Ces coupes budgétaires potentielles ont suscité des inquiétudes dans le secteur de la santé. La nécessité d'investissements continus a été soulignée dans un rapport publié en amont des propositions budgétaires de la Commission européenne par la PHSSR (Alliance pour des systèmes de santé durables), un groupe d'universitaires, de décideurs politiques et de responsables politiques.
Dans une interview accordée à Euronews, Greg Rossi, vice-président senior d'AstraZeneca, impliqué dans le PHSSR, a souligné que l'Europe risquait de prendre du retard dans le secteur des sciences de la vie.
« Nous constatons d'énormes innovations et opportunités d'amélioration des résultats en matière de santé. Dans le domaine du cancer que je dirige, des progrès extraordinaires ont été réalisés ces 10 à 15 dernières années. Mais l'Europe perd son avance », a-t-il déclaré, soulignant que le financement de la recherche et du développement diminue et que les essais cliniques se déplacent de plus en plus hors d'Europe.
Il a averti que sans programmes d'investissement dédiés à la santé tels que EU4Health, l'accès à l'innovation diminuerait, les niveaux de santé se détérioreraient et la compétitivité de l'Europe serait affaiblie.
« La santé doit être considérée comme un investissement plutôt que comme une dépense à maîtriser. C'est seulement ainsi que nous pourrons améliorer la santé et la prospérité de notre nation », a-t-il déclaré.

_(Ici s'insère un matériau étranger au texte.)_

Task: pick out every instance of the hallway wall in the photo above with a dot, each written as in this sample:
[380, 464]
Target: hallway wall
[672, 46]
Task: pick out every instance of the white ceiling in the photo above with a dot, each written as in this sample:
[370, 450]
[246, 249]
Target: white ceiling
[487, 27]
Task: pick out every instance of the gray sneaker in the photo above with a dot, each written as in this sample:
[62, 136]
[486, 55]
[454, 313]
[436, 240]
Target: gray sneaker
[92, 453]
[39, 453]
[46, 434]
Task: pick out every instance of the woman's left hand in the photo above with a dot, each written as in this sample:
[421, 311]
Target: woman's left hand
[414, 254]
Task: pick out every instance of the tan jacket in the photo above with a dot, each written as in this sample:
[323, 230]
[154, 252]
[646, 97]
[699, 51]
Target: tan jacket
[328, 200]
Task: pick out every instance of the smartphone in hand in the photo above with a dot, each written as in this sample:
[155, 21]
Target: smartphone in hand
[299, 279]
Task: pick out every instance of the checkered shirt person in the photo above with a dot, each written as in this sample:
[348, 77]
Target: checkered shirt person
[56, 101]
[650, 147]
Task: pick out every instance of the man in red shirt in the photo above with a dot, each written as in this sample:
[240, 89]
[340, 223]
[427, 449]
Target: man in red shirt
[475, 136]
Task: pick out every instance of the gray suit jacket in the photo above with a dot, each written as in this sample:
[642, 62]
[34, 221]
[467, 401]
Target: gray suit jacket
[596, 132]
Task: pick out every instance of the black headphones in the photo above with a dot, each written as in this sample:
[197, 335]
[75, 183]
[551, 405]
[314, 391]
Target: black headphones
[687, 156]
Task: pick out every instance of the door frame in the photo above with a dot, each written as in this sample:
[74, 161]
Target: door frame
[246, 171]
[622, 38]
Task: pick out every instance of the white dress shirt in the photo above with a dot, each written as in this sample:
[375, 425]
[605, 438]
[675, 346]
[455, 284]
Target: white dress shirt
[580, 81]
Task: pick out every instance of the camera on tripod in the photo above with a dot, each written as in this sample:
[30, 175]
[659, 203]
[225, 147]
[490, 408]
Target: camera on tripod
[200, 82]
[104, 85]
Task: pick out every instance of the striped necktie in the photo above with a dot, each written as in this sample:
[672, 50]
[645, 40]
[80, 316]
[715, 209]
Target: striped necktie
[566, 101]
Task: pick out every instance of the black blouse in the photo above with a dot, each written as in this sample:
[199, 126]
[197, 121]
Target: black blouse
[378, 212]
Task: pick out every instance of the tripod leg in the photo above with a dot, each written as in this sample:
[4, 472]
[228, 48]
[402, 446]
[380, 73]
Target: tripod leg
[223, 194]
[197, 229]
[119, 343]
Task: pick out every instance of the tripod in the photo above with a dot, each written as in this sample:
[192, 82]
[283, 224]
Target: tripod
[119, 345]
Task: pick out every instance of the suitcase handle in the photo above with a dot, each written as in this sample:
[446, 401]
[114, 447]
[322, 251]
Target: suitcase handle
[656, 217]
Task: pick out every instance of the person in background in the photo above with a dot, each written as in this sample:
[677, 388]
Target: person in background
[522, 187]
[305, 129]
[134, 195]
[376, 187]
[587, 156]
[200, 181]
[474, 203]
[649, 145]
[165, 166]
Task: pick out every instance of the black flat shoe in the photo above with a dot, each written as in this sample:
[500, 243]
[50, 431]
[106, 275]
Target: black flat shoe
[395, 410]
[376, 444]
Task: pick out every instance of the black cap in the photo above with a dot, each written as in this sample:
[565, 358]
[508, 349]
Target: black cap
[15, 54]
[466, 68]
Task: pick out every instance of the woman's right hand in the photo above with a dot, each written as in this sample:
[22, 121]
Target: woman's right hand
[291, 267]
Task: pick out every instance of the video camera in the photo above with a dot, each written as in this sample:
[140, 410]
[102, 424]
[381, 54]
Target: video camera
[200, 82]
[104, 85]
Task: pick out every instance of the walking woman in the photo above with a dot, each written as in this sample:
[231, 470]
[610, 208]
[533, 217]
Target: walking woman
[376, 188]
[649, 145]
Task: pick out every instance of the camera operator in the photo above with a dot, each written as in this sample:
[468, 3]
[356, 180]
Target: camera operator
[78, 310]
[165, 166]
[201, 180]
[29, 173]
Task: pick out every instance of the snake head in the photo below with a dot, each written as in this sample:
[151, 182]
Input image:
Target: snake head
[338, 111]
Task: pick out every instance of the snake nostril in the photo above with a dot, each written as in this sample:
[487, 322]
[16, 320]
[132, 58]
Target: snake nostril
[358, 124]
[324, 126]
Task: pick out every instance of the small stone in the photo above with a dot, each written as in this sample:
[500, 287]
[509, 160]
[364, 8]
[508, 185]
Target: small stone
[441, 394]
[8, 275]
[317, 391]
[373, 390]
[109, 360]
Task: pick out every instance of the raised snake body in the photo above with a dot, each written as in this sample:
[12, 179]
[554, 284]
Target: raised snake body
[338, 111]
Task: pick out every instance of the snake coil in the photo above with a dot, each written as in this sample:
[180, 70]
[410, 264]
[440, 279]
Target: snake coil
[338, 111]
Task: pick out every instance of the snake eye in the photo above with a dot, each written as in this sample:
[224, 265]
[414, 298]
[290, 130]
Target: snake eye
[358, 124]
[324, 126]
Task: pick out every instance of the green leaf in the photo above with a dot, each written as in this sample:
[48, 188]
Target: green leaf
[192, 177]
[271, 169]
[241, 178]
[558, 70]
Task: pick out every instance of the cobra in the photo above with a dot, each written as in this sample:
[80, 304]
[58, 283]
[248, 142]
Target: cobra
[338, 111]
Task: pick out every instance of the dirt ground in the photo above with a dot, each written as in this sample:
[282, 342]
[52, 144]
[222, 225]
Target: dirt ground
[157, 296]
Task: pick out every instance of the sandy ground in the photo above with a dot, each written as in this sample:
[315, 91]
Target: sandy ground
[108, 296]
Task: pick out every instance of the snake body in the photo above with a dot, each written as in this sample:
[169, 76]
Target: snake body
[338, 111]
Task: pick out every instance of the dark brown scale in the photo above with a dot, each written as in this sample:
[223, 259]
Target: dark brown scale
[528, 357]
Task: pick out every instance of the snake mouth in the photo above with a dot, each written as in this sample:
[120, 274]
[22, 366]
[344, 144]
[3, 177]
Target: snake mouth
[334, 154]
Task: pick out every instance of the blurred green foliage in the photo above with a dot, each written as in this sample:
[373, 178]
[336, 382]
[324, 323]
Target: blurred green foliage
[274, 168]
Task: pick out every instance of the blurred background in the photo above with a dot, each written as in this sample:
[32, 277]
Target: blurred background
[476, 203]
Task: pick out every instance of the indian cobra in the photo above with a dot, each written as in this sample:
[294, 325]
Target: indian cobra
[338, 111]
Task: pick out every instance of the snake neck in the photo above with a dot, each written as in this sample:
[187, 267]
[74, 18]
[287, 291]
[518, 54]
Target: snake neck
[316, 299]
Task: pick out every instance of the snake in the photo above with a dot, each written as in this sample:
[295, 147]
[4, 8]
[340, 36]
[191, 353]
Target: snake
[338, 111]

Que se passe-t-il ensuite ?
La Commission européenne prépare une refonte de son budget à long terme, avec un nouveau cadre financier pluriannuel (CFP) qui débutera après 2027.
L’objectif de la réforme est de rendre la structure budgétaire plus simple, plus efficace et plus conforme à l’évolution des priorités politiques.
Le budget actuel du CFP s'élève à environ 1 200 milliards d'euros, soit environ 11 TP3T du PIB de l'UE. La présidente de la Commission européenne, Ursula von der Leyen, envisage une réorganisation majeure du budget pour la période 2028-2034, qui pourrait annuler plus de 50 projets européens en cours.
Le commissaire au budget, Piotr Serafin, avait précédemment déclaré que la prochaine série de propositions budgétaires se concentrerait sur « moins de projets, mais plus ciblés » et sur un cadre plus stratégique et ambitieux.
La proposition de budget de la Commission européenne, qui devrait être publiée à la mi-juillet, clarifiera pour la première fois l'orientation future du financement de la santé de l'UE.